Using substitution method:
From equation 3, we can substitute D with 3Q in equations 1 and 2.
0.05N + 0.10(3Q) + 0.25Q = 3.75
N + (3Q) + Q = 40
Simplifying these equations:
0.05N + 0.30Q + 0.25Q = 3.75
N + 4Q = 40
Combining like terms:
0.05N + 0.55Q = 3.75
N + 4Q = 40
To eliminate decimals, we can multiply the first equation by 100:
5N + 55Q = 375
N + 4Q = 40
Now we can solve this system of equations using elimination or substitution method.
Let's use elimination method:
Multiply the second equation by 5:
5N + 20Q = 200
Now we can subtract the equation (N + 4Q = 40) from the equation (5N + 20Q = 200):
(5N + 20Q) - (N + 4Q) = (200 - 40)
4N + 16Q = 160
Divide this equation by 4 to simplify it further:
N + 4Q = 40
N + 4Q = 40
N = 40 - 4Q
Substitute N = 40 - 4Q into the equation 4N + 16Q = 160:
4(40 - 4Q) + 16Q = 160
160 - 16Q + 16Q = 160
160 = 160
This means that N can be any value since 160 = 160. So, the number of nickels (N) is not determined.
However, we still can calculate the number of dimes (D) and quarters (Q) using the equation D = 3Q.
Therefore, the number of dimes would be 3Q and the number of quarters would be Q.
To solve this problem, let's start by assigning variables to the unknown quantities.
Let's say:
- The number of nickels is N
- The number of dimes is D
- The number of quarters is Q
Now, let's create the equations based on the given information.
1. The total value of the coins is $3.75:
The value of each nickel is $0.05, so the total value of the nickels is 0.05N.
The value of each dime is $0.10, so the total value of the dimes is 0.10D.
The value of each quarter is $0.25, so the total value of the quarters is 0.25Q.
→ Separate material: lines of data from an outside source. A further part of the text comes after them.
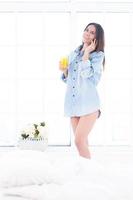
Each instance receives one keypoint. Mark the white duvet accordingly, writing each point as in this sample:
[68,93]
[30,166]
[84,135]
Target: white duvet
[66,179]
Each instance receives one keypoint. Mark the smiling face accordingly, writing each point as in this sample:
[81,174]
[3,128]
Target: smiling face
[89,34]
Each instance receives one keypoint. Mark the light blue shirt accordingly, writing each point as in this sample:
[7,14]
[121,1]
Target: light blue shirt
[83,76]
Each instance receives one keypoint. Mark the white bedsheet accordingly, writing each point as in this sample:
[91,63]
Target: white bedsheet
[79,179]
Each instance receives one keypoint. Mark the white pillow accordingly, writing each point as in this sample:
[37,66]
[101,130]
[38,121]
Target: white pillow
[23,167]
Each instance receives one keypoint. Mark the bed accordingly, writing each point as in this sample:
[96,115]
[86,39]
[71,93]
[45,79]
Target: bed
[35,175]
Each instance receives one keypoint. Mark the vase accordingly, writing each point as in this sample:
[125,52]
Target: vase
[33,144]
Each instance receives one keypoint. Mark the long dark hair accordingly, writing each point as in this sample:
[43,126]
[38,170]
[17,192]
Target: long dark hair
[99,38]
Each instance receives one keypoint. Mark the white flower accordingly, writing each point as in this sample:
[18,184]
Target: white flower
[43,131]
[35,130]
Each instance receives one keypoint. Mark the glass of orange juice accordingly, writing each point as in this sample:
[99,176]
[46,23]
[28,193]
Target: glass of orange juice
[64,62]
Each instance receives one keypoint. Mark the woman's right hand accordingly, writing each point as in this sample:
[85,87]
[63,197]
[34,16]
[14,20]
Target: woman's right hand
[64,70]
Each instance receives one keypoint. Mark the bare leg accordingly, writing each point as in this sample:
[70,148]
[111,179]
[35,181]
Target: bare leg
[83,128]
[74,123]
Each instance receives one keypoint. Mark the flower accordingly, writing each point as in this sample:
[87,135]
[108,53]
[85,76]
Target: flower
[35,131]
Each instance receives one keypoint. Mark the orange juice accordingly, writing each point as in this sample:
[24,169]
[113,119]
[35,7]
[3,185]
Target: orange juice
[64,62]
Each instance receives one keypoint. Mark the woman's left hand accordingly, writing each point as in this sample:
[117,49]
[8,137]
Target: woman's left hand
[91,47]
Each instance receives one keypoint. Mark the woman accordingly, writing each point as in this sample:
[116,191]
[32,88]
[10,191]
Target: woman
[82,103]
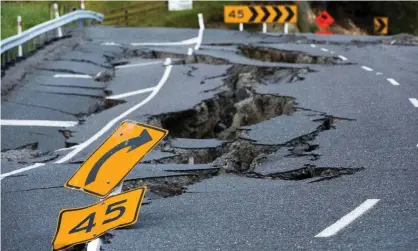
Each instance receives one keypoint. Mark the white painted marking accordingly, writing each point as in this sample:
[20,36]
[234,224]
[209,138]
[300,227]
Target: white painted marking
[128,94]
[110,43]
[348,218]
[66,148]
[109,125]
[136,65]
[366,68]
[184,42]
[342,57]
[414,101]
[51,123]
[201,29]
[72,76]
[4,175]
[392,81]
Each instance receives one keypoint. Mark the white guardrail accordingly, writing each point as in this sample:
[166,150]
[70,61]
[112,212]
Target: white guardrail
[12,43]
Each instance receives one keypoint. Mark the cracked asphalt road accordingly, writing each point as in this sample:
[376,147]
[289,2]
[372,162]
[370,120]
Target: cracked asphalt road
[266,116]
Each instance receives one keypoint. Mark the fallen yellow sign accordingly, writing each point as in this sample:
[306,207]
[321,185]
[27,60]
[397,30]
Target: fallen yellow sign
[115,158]
[79,225]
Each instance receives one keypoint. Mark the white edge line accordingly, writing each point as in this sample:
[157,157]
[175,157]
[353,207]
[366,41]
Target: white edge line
[348,218]
[109,125]
[72,76]
[136,65]
[414,101]
[51,123]
[128,94]
[342,57]
[392,81]
[36,165]
[366,68]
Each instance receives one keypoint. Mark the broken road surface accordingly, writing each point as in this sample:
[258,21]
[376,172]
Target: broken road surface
[276,142]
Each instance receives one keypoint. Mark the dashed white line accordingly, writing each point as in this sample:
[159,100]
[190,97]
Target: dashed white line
[137,65]
[49,123]
[366,68]
[414,101]
[348,218]
[128,94]
[4,175]
[72,76]
[392,81]
[109,125]
[342,57]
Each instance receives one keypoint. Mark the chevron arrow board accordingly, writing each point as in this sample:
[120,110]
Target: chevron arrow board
[234,14]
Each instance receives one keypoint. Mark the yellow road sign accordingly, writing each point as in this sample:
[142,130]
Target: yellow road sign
[80,225]
[260,14]
[381,25]
[115,158]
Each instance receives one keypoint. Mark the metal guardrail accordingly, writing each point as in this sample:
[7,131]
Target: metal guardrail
[42,33]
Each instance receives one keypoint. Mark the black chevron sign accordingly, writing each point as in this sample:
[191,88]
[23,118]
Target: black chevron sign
[260,14]
[381,25]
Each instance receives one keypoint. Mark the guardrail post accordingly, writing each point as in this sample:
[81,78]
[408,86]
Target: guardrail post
[19,31]
[57,15]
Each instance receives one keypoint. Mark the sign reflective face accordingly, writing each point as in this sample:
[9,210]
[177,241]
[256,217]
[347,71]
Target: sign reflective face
[260,14]
[115,158]
[79,225]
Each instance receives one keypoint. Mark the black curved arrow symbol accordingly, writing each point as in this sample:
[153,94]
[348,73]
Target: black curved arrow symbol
[254,14]
[291,14]
[382,25]
[133,143]
[266,14]
[278,13]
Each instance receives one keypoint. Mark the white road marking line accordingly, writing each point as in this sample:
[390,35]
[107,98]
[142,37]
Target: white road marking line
[184,42]
[109,125]
[201,29]
[66,148]
[342,57]
[392,81]
[348,218]
[51,123]
[366,68]
[4,175]
[136,65]
[414,101]
[128,94]
[72,76]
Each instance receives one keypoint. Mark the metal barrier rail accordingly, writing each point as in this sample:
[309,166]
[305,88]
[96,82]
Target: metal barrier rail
[9,46]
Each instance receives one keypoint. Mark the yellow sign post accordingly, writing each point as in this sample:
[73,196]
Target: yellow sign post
[381,25]
[79,225]
[100,175]
[115,158]
[234,14]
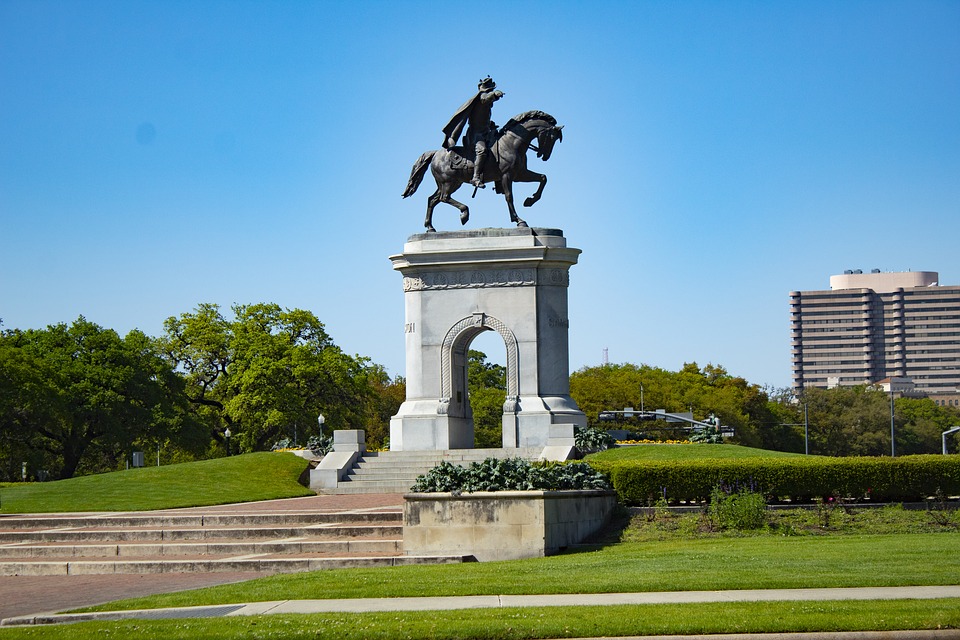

Therefore, we can write the equation: 0.05N + 0.10D + 0.25Q = 3.75
2. There are 40 coins in total:
Therefore, we can write the equation: N + D + Q = 40
3. There are 3 times as many dimes as quarters:
This means D = 3Q
Now we have a system of three equations with three variables:
0.05N + 0.10D + 0.25Q = 3.75 (Equation 1)
N + D + Q = 40 (Equation 2)
D = 3Q (Equation 3)
To solve this system, we can use the method of substitution or elimination. Let's use substitution here:
From Equation 3, we know that D = 3Q. We can substitute this value into Equation 2:
N + 3Q + Q = 40
N + 4Q = 40
Rearranging Equation 2, we have:
N = 40 - 4Q
Now substitute the values of N and D (from Equations 3 and 2) into Equation 1:
0.05(40 - 4Q) + 0.10(3Q) + 0.25Q = 3.75
2 - 0.20Q + 0.30Q + 0.25Q = 3.75
0.35Q = 3.75 - 2
0.35Q = 1.75
Q = 1.75 / 0.35
Q = 5
Now substitute the value of Q back into Equation 3 to find the value of D:
D = 3 * 5
D = 15
Finally, substitute the values of D and Q into Equation 2 to find N:
N + 15 + 5 = 40
N = 40 - 20
N = 20
Therefore, there were 20 nickels, 15 dimes, and 5 quarters in the bag.